The Agony Of Moving To Docker

Or: The One Where We Pulled Our Hair Out!

Posted by: Ben Cousins - Managing Director / 31 Jan 2021

In Computer Science, there are two types of people. Those who use bare metal and those who virtualise. Until now, we’ve been virtualising using VMWare ESXi and running things on virtual servers, which has served us well. As we reach a point where we need to expand, we look for options that allow us to develop fast, and deploy fast.

As a SysAdmin, I had always considered myself capable of doing everything that I needed to. Right down to spending a majority of my time in a terminal.

A couple of years ago, I looked into automated deployments, and in that time we’ve gone from Gitlab to Github.

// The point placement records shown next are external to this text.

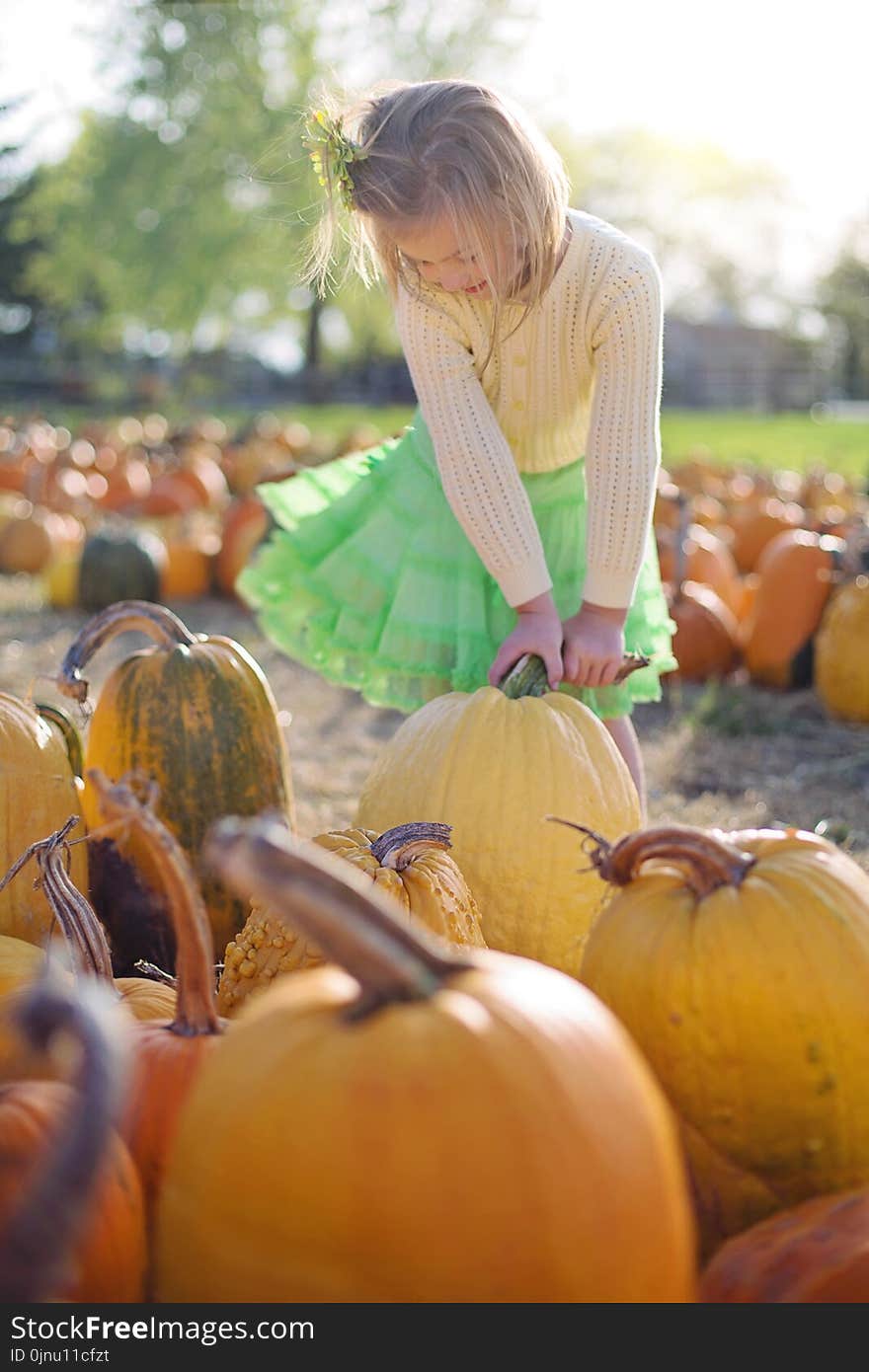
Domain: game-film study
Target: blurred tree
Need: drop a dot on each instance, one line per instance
(182, 220)
(843, 299)
(18, 303)
(714, 224)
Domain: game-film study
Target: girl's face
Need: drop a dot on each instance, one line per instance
(443, 261)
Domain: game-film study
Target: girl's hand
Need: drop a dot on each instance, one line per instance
(538, 630)
(593, 645)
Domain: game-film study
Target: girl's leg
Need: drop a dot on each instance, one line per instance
(625, 738)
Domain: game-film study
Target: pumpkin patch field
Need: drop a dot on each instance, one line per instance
(334, 981)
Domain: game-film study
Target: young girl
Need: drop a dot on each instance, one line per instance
(514, 514)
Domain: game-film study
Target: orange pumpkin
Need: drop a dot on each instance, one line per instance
(815, 1253)
(795, 576)
(166, 1054)
(706, 637)
(71, 1217)
(425, 1125)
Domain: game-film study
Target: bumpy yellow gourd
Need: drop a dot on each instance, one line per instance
(741, 964)
(409, 864)
(841, 651)
(495, 767)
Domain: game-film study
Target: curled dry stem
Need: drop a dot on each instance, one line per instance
(334, 904)
(121, 618)
(706, 859)
(397, 848)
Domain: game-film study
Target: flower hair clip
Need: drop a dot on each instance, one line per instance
(333, 152)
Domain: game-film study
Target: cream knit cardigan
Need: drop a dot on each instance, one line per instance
(581, 376)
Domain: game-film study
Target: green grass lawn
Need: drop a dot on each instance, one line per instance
(776, 440)
(729, 436)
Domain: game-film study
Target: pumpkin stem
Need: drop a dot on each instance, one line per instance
(121, 618)
(527, 678)
(73, 911)
(56, 1206)
(400, 845)
(197, 1007)
(704, 858)
(153, 973)
(530, 676)
(84, 935)
(334, 904)
(34, 848)
(66, 727)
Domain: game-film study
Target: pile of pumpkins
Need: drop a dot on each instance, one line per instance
(767, 572)
(139, 509)
(499, 1043)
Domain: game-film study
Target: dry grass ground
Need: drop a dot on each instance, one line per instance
(729, 755)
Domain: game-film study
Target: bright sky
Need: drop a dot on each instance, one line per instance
(769, 80)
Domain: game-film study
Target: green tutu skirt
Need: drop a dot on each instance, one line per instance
(369, 579)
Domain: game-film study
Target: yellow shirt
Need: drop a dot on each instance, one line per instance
(580, 376)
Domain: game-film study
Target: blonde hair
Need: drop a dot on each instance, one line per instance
(445, 150)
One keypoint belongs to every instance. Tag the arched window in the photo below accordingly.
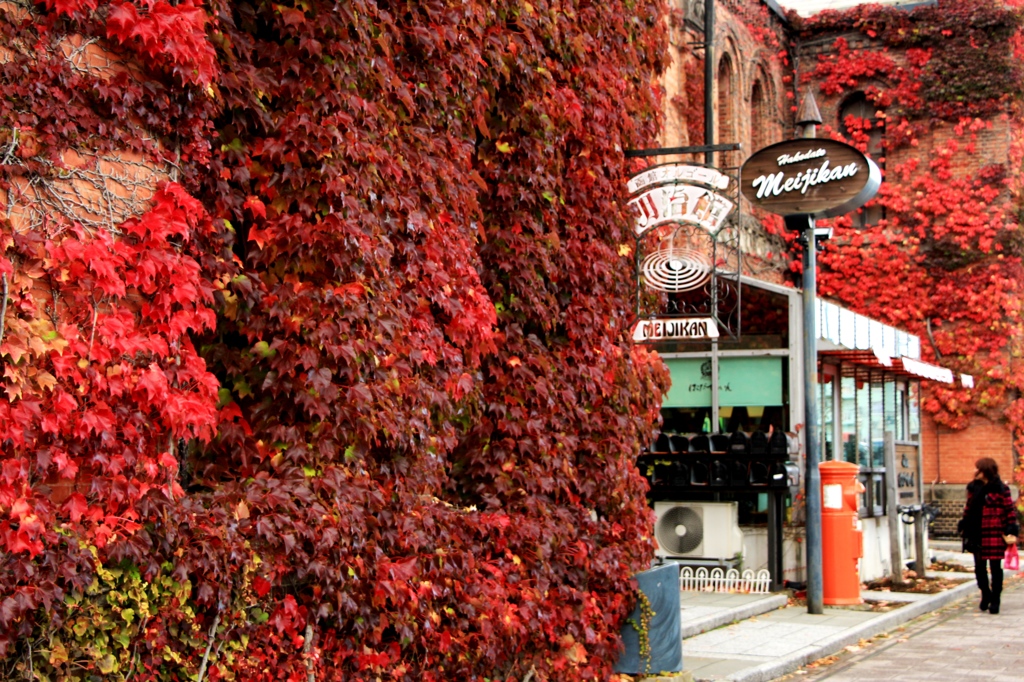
(726, 127)
(759, 119)
(860, 125)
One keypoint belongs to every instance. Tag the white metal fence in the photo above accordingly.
(719, 580)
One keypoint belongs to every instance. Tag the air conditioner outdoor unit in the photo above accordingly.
(697, 529)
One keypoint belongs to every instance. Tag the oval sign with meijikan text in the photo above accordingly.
(821, 178)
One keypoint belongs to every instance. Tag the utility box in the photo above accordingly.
(842, 540)
(664, 636)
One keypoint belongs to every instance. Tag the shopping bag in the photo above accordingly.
(1012, 559)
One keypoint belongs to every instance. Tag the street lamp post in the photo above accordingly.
(809, 118)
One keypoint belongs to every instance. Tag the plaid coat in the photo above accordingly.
(983, 533)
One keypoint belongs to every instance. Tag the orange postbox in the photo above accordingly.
(842, 543)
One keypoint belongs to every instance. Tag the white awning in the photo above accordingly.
(926, 371)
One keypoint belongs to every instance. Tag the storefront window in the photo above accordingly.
(825, 402)
(863, 423)
(877, 391)
(899, 409)
(849, 412)
(914, 410)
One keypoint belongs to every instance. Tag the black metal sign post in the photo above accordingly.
(804, 179)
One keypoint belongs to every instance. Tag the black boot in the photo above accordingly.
(981, 573)
(993, 607)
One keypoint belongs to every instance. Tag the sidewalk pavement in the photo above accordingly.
(768, 639)
(958, 643)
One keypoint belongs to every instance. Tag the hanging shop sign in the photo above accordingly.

Our deployment needs changed and we moved to Jenkins and Github.

Jenkins is a versatile piece of software - you can do just about anything you can think of on it. We are now building Docker Containers, deploying them to our Harbor instance, and then are using Jenkins to pull the containers.

Getting to this point was a bit rough. We ran into a few problems.

Certificate Valid For pfSense

Docker Login requires a valid certificate to log into a repository. Good, secure software. No issues there. But sometimes weird things happen when both your Jenkins instance and your Container Repository are on the same network. Building in one instance gave us this:

(Click or tap the image for full size)

Initially, we believed that the way that SSH works was to do a DNS lookup and try to connect to the external IP of the server. We didn’t account for the fact the external IP was the same as the firewall IP. What we think happened was that the firewall went “Oh, that’s my WAN IP, we’ll quietly not send that out”, and tried to redirect the traffic.

The way that firewalls work is like your home router, you forward ports on your WAN interface. If pfSense doesn’t push the traffic to the WAN interface, stupid things happen.

How We Fixed It

So, the way the network is set up, all HTTP and HTTPS traffic hits a reverse proxy configured on its own virtual server. This includes our Docker traffic. So instead of going through the WAN on pfSense, we set an /etc/hosts entry on the Jenkins server for the IP of the reverse proxy, and that fixed the issue. Basically, bypassing the middleman allowed us to push containers without pushing to the external internet, using the LetsEncrypt certificate that we would be using if we pushed to external, because our LetsEncrypt certificates are stored on the reverse proxy. Security, ahoy.

No Such Container

Docker is… interesting. And so is Bash.

We had been using a naming convention that included dashes. It turns out, Bash doesn’t like those. Or Jenkins doesn’t. Or something. I don’t know, I don’t care to find out. I spent a good few hours running builds and logged into the server because I thought I was going insane. That container definitely does exist and there aren’t any spelling errors.

How We Fixed It

So what happened? Not sure. We dropped the dash and it suddenly started working for us. Your mileage may vary, but that’s what worked for us.

Conclusion

Docker is a fantastic software, automation is hard. But oh so worth it. Everything is now configured to build as soon as a Github commit gets pushed, it’ll deploy automagically, and everyone will be happy. Including our clients.